Chacun sait que Nicolas Sarkozy est élu pour cinq ans et comme l’a annoncé Jean-François Copé, une
fois les élections municipales terminées il faudra bien tirer les leçons de tout çà et ce que nous devons retenir, et ce sur quoi les deux hommes finiront par tomber d’accord c’est
que « tirer les leçons » « Ce n'est pas que la question d'un remaniement » mais « passer la vitesse supérieure sur toute une série de sujets sur lesquels les
Français nous attendent ». Claude Guéant l’annonce également dans son interview au journal L’express « il faudra inscrire de nouvelles fonctions dans la composition du prochain
gouvernement » et même si « le président conservera le principe d'un gouvernement restreint » il est
confirmé qu’il « faudra changer dans la gouvernance après les municipales ». Ce que les journalistes ne commentent pas c’est pourquoi ces annonces sont-elles faites en amont des
élections municipales !? Les pronostics sont-ils si mauvais que cela pour la majorité présidentielle ou s’agit de faire peur tant aux électeurs qu’aux élus de droite pour ramener tout le
monde au calme comme l’appelle de ces voeux le président de la République. Autre point d’interrogation omis c’est de savoir pourquoi ces annonces pourtant d’importance sont-elles faites par,
excusez-moi de l’expression, des secondes mains !? Car ni Jean-François Copé, ni Claude Guéant n’ont de responsabilité officielle au Gouvernement. Et François Fillon feint l’indifférence
face à tous ces remous, mais personne ne souhaiterait être à sa place tant les couleuvres semblent énormes. Il suffit de bien lire l'interview de Claude Guéant et de constater que celui-ci parle
sans fausse modestie de lui "proche du président" pour justifier sa prédominence sur le ministre des affaires étrangères, Bernard Kouchner, relégué à la fonction de subalterne et de donner ici et
là du "nous" et du "notre politique" quand en fait il parle de l'action du président de la République. Etrange ... on en viendrait presque à se demander qui est le maitre à bord !
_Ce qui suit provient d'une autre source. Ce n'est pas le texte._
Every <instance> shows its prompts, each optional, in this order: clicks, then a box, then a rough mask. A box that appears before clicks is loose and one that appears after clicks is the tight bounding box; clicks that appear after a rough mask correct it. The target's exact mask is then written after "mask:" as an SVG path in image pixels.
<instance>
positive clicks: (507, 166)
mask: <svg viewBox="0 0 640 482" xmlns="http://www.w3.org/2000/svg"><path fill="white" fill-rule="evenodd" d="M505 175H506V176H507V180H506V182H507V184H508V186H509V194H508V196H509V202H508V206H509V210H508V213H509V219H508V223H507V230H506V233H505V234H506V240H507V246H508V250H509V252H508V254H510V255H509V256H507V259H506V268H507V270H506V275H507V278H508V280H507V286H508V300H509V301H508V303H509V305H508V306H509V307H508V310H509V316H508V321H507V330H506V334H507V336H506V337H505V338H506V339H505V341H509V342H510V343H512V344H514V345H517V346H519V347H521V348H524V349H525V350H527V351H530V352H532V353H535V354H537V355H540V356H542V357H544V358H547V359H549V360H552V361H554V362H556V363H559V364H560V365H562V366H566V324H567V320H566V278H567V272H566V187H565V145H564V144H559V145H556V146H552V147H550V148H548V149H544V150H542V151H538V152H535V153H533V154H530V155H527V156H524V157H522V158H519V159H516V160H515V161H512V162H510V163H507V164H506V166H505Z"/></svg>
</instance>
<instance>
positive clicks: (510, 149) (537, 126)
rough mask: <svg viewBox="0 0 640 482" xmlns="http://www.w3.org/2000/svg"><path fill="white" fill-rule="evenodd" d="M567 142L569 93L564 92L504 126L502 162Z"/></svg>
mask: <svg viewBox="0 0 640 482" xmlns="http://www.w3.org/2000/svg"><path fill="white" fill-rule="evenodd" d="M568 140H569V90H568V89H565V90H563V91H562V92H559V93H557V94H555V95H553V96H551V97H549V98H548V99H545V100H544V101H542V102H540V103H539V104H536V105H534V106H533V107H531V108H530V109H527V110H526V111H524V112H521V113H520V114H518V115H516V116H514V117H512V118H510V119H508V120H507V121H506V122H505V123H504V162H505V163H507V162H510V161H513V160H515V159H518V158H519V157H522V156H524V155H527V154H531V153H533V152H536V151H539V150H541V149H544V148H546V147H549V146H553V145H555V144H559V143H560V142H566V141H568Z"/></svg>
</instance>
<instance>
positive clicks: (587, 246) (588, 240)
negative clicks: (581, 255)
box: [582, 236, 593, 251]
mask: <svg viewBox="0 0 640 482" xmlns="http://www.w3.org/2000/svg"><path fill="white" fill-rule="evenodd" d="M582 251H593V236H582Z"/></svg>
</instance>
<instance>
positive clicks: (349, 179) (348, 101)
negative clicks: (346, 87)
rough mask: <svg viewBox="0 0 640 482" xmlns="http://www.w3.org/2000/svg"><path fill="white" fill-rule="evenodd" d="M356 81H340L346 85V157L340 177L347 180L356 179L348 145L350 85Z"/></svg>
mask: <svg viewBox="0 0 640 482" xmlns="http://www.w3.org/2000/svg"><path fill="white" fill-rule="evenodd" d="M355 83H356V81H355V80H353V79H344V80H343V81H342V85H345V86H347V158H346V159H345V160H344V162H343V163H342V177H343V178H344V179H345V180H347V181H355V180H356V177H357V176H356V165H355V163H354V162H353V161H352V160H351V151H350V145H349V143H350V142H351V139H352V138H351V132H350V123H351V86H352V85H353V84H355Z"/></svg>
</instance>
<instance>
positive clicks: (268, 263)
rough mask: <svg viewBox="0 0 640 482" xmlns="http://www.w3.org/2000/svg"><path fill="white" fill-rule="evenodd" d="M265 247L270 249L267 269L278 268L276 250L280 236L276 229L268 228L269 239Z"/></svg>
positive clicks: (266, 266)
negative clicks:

Entre temps, nous attendrons de voir si la « jurisprudence Martinon » vaudra pour la
candidate de l’UMP à la ville de Paris. Pour ce qui est de Martinon lui-même son sort semble désormais scellé « en réalité, éjecté de Neuilly, et à terme, certain d’être démis de ses
fonctions de porte-parole de l’Elysée, Martinon exigeait une porte de sortie, que seul le chef de l’Etat pouvait lui garantir. Une forme de chantage assez fréquente en politique. On démissionne
toujours en échange d’une promotion. C’est chose faite. Normalement, Martinon devrait hériter d’une ambassade. Belle récompense pour une campagne ratée! "oh, il aura une petite ambassade, dans un
pays pourri", confie un proche de Nicolas Sarkozy » (source : Challenges). Finalement, on rendra hommage à cet homme qui aura osé présenté sa
démission au président de la République en signe de défi et en preuve de courage, un président contraint de lui refuser. En tout cas, ce sera notre choix face à l'attitude d'un Jean Sarkozy qui
il y a peu encore disait de façon tristement prémonitoire à l'adresse de Martinon "nous te soutiendrons à mort".